By “lawn” here, I mean a monoculture of grass cut less than two inches high, kept green with staggering resources and force of will. This landscaping choice originated with the British gentry and then proliferated by a mass advertising campaign that convinced Americans that having the leisure and money to maintain a uniformly green yard was aspirational. 

In recent years, the lawn has been losing its grip on the American psyche, especially in areas where rivers are drying up and water bills are rising. For many years, the city of Las Vegas has been paying people to rip up their lawns and replace them with more regionally appropriate plants, and last year the state of Nevada started banning lawns outright. Water agencies around the Colorado River have taken pledges to stop pouring their gallons into decorative grass. The Million Pollinator Garden Challenge, which registers bird- and insect-friendly spaces, surpassed its million-registration goal in 2019. 

Replacing a life-sucking, arbitrary landscaping option with a more sustainable and bustling garden might seem like an obvious win for homeowners, wildlife, and city governments. But there’s another organization that budding environmentalists might forget to consult: an unpaid pseudo-government of neighbors, otherwise known as homeowners associations. 

Homeowners associations began in the early 20th century and gained power from the 1960s onward as local governments lost tax revenue and loosened zoning restrictions. Developers stepped in to provide services that would normally be the responsibility of the city, such as streets, security, landscaping, and public pools, according to Paula A. Franzese, a law professor at Seton Hall Law.

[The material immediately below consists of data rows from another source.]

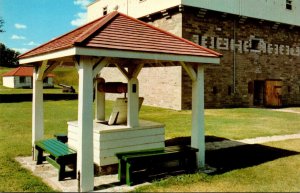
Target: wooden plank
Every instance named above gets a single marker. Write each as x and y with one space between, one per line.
112 152
106 145
53 162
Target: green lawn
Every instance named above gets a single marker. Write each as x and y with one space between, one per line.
15 135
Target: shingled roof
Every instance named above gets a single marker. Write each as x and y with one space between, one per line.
117 31
22 71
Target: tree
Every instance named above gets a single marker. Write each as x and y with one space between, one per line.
1 25
8 57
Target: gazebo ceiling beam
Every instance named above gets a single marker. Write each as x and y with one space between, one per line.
51 67
99 66
41 70
123 71
190 70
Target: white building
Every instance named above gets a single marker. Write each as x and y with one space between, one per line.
21 77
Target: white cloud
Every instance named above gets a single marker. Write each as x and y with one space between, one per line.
80 19
31 43
21 50
20 26
82 3
17 37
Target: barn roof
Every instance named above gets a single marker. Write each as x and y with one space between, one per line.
117 31
22 71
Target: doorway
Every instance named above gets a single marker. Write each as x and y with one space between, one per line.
259 92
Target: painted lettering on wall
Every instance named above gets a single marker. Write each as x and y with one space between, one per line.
254 45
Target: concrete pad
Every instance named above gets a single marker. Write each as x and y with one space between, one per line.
49 174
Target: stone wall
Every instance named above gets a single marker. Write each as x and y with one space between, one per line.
274 54
160 86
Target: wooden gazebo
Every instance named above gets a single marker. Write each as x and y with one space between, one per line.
116 40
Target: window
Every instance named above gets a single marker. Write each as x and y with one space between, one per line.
105 10
229 90
254 44
22 79
45 80
250 87
215 90
289 4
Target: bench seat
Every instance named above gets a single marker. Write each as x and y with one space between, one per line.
147 160
60 155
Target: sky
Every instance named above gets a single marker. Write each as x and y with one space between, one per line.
30 23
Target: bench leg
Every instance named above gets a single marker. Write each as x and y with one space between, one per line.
122 171
129 181
40 157
61 172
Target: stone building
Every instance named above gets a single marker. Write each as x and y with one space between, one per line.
259 40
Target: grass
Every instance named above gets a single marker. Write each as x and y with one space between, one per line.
279 175
63 75
15 140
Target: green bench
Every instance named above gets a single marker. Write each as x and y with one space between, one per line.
60 155
130 163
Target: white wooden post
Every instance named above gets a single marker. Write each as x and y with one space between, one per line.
100 102
198 131
37 109
133 103
85 164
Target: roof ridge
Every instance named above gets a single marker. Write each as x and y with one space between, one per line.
54 39
174 36
99 24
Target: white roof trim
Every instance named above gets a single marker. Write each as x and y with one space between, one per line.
119 54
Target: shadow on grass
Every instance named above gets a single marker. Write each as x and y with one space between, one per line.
236 157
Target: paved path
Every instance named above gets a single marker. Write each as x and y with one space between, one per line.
257 140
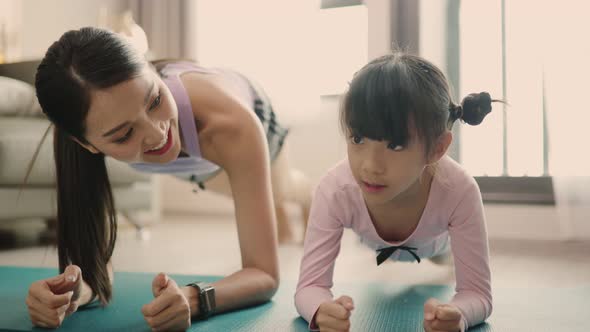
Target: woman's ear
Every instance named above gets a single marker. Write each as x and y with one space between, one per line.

Once the people who build the homes sell them off, they pass responsibility to either volunteers, hired contractors, or management companies, which are more prominent in large, wealthy neighborhoods that have a lot of services to maintain. 

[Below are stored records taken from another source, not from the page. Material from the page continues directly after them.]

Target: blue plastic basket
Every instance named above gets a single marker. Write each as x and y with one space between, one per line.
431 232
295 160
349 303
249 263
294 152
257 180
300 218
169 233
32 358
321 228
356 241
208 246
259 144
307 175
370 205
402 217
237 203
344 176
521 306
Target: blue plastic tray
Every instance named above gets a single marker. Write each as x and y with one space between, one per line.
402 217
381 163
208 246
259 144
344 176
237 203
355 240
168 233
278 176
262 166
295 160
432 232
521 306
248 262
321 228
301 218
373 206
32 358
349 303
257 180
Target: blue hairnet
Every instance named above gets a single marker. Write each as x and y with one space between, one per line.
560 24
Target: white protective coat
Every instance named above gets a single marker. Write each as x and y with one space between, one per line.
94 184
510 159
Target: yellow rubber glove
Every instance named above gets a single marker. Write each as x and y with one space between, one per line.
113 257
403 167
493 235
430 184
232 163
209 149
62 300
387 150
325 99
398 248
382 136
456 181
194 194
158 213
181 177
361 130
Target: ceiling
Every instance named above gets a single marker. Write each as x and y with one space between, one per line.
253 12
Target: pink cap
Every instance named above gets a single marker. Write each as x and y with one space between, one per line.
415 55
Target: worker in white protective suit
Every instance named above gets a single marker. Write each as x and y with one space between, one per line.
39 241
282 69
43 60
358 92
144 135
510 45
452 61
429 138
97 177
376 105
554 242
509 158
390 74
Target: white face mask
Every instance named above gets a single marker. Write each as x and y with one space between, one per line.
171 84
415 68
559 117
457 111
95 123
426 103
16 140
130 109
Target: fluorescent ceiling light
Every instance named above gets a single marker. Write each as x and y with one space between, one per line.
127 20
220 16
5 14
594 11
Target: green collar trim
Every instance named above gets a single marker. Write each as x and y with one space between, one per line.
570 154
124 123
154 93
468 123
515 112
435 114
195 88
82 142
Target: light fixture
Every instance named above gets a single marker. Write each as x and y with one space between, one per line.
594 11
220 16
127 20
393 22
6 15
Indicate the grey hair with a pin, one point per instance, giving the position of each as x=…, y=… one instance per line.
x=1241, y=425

Homeowners may join or create a common interest community because they find the local laws and ordinances lacking. But they also have a strong financial interest in preserving the value of their homes, which is “arguably the single most significant investment that a person will make in the course of a lifetime,” says Franzese. The common understanding that homeowners associations defend property values is true, according to Rachel Meltzer, a professor of planning and urban economics at Harvard University’s Graduate School of Design. “If you took two homes, and one’s in an HOA and one isn’t, and they’re otherwise very similar, the evidence does show that the price is higher for that HOA home.” It’s easy to see why homeowners both initially join and then bristle at the restrictions and privileges of a common-interest community. “My point of view is that homeowners associations bring substantial benefits to the people who reside there,” says Korngold. “At the same time, occasionally, there can be difficulties with sorting out individual wishes with that of the community.” 

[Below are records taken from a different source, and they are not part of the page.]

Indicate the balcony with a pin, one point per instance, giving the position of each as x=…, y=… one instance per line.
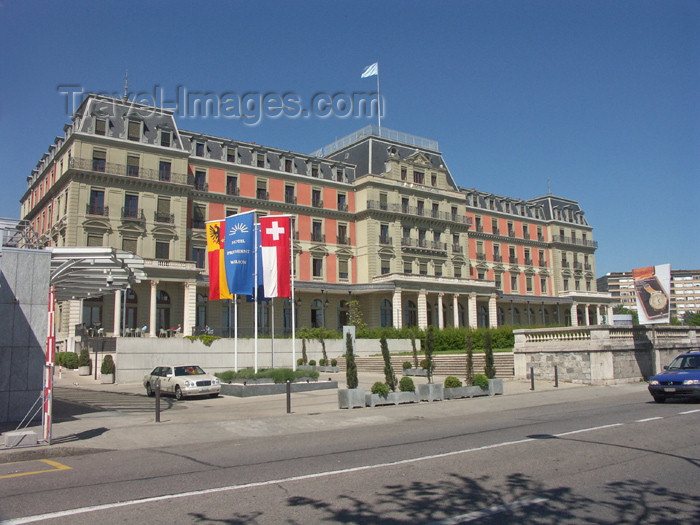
x=111, y=168
x=167, y=218
x=97, y=209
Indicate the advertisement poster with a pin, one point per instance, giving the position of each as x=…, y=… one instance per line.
x=653, y=286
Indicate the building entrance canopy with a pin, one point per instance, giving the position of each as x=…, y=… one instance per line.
x=81, y=273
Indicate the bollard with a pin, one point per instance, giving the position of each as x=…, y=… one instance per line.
x=289, y=397
x=158, y=401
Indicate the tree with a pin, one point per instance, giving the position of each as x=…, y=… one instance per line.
x=429, y=348
x=351, y=366
x=489, y=367
x=470, y=359
x=389, y=374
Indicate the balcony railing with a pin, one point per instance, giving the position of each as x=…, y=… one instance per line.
x=112, y=168
x=159, y=216
x=97, y=209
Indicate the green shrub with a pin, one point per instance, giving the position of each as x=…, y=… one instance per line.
x=481, y=380
x=406, y=385
x=84, y=358
x=107, y=365
x=68, y=360
x=380, y=388
x=452, y=382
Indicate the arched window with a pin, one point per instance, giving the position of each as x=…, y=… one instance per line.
x=411, y=314
x=386, y=314
x=316, y=313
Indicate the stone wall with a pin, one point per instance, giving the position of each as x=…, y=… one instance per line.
x=24, y=289
x=600, y=354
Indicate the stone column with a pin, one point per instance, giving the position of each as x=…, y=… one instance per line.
x=574, y=314
x=117, y=312
x=473, y=320
x=455, y=309
x=397, y=312
x=493, y=311
x=152, y=313
x=422, y=310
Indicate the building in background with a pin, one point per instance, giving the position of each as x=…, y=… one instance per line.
x=684, y=293
x=377, y=218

This almost-government can create rules that our legal system will sometimes enforce, but they are usually not beholden to the constitution. For example: No city, state, or federal law can prevent you from putting a political sign in your yard, because that’s protected by the constitution as free speech. But a homeowners association can, says Gerald Korngold, professor of law and director for real estate studies at New York Law School. “It is a private government,” he says. “But it’s a private government operating simply based on the rules that they have agreed to,” though the courts can decide that some homeowners association covenants are unenforceable by the legal system. 

Today, those who want to join the happy trend of welcoming butterflies, birds, and bees into their yard while also reducing their water, pesticide, and fertilizer usage could be breaking rules if they live in the more than 50 percent of houses in the US managed by a homeowners association or other “common-interest community,” such as cooperative and condominium. People living in newer buildings are more likely to have homeowners associations; more than 80 percent of people in homes built in 2021 report to an organization like this.